Les deux chercheurs ont commencé les essais cliniques sur dix patients en Suède qui souffraient de troubles de la vision causés par une cicatrice sur la cornée ou une maladie dégénérative. Chez chaque patient, le tissu endommagé de la cornée a été retiré de l’œil par chirurgie et remplacé par un implant biosynthétique. On a suivi les progrès de la guérison et surveillé les complications potentielles pendant deux ans. Au cours de ce suivi, les chercheurs ont observé que les cellules et les nerfs des tissus restants de la cornée du patient étaient stimulés par l’implant et croissaient sur celui-ci, de sorte à donner une cornée régénérée ressemblant à des tissus sains. Chez neuf des patients, les nerfs et les cellules ont été entièrement régénérés; chez le dixième patient, le processus de régénération a démarré lentement, mais son œil a connu une même régénération. Six des dix patients ont présenté une amélioration de la vision et pouvaient voir les objets quatre fois plus loin qu’avant la chirurgie. Une fois pourvus de lentilles de contact rigides, les dix patients ont tous constaté une amélioration de la vision égale à celle produite par une allogreffe de la cornée.

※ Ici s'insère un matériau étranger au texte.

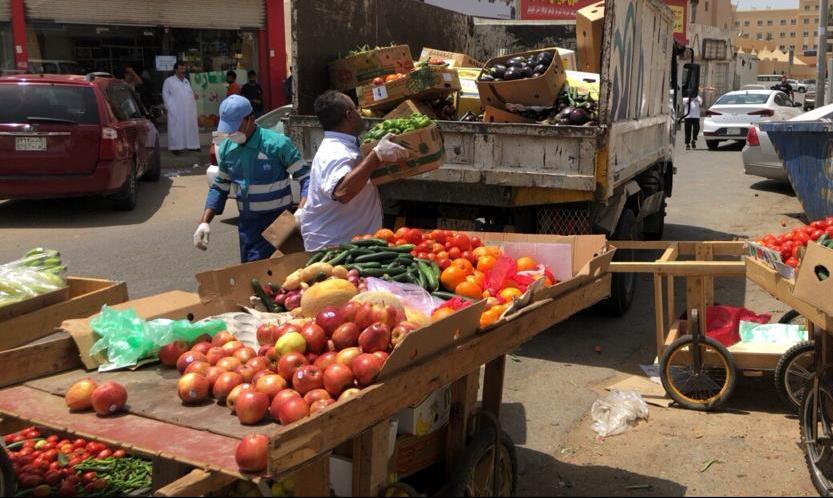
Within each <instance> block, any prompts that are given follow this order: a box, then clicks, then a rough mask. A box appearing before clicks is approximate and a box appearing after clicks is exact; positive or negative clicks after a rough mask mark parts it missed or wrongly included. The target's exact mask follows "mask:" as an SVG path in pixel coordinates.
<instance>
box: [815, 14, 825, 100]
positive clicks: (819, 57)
mask: <svg viewBox="0 0 833 498" xmlns="http://www.w3.org/2000/svg"><path fill="white" fill-rule="evenodd" d="M820 4H821V5H819V46H818V50H817V51H816V102H817V104H816V105H817V106H822V105H825V103H826V102H827V100H826V99H825V90H826V88H825V85H824V83H825V76H826V73H827V0H821V2H820Z"/></svg>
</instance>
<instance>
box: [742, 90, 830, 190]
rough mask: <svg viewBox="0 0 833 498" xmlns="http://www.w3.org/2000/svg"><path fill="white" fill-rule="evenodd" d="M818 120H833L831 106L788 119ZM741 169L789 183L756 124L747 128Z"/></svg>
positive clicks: (823, 106) (760, 130)
mask: <svg viewBox="0 0 833 498" xmlns="http://www.w3.org/2000/svg"><path fill="white" fill-rule="evenodd" d="M820 119H829V120H833V104H831V105H826V106H823V107H819V108H818V109H815V110H813V111H810V112H806V113H804V114H801V115H799V116H796V117H794V118H792V119H790V121H816V120H820ZM743 169H744V171H745V172H746V174H747V175H752V176H760V177H763V178H769V179H770V180H777V181H780V182H788V181H789V179H788V178H787V171H786V170H785V169H784V164H783V162H782V161H781V159H780V158H779V157H778V153H777V152H776V151H775V148H774V147H773V146H772V142H771V141H770V140H769V136H768V135H767V133H766V132H765V131H761V129H760V127H759V126H758V125H757V124H754V125H752V126H751V127H750V128H749V133H748V135H747V137H746V147H744V148H743Z"/></svg>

Autre signe encourageant : les implants cornéens biosynthétiques n’entraînent aucune des complications qui peuvent survenir à la suite d’une greffe. Aucun des yeux des patients n’a rejeté les implants, et il n’y a pas eu de cas d’infection. En outre, aucun des patients n’a eu à prendre de stéroïde immunosuppresseur à long terme et aucun ne s’est plaint de douleurs. La prise de stéroïde immunosuppresseur sur une longue période peut mener à des pathologies telles que le glaucome ou la cataracte.

Il y a plus de dix millions de patients atteints de maladies oculaires qui ne sont pas traités, et un grand nombre de ces derniers souffrira un jour de cécité. Les cornées artificielles pourraient remédier à la pénurie mondiale de donneurs et assurer un approvisionnement constant aux chirurgiens.

La Dre Griffith et ses collègues suédois cherchent maintenant à améliorer leur percée et à produire des cornées plus résistantes en vue des essais futurs sur les patients, y compris les patients à haut risque. Ces travaux sont financés en partie par le Programme de projets de recherche concertée sur la santé du CRSNG et des Instituts de recherche en santé du Canada. Il faudra encore au moins cinq ans de recherche et d’essais avant que les implants ne puissent être utilisés pour le grand public, mais les premiers résultats sont fort prometteurs pour ceux et celles qui ont de sérieux problèmes de vision.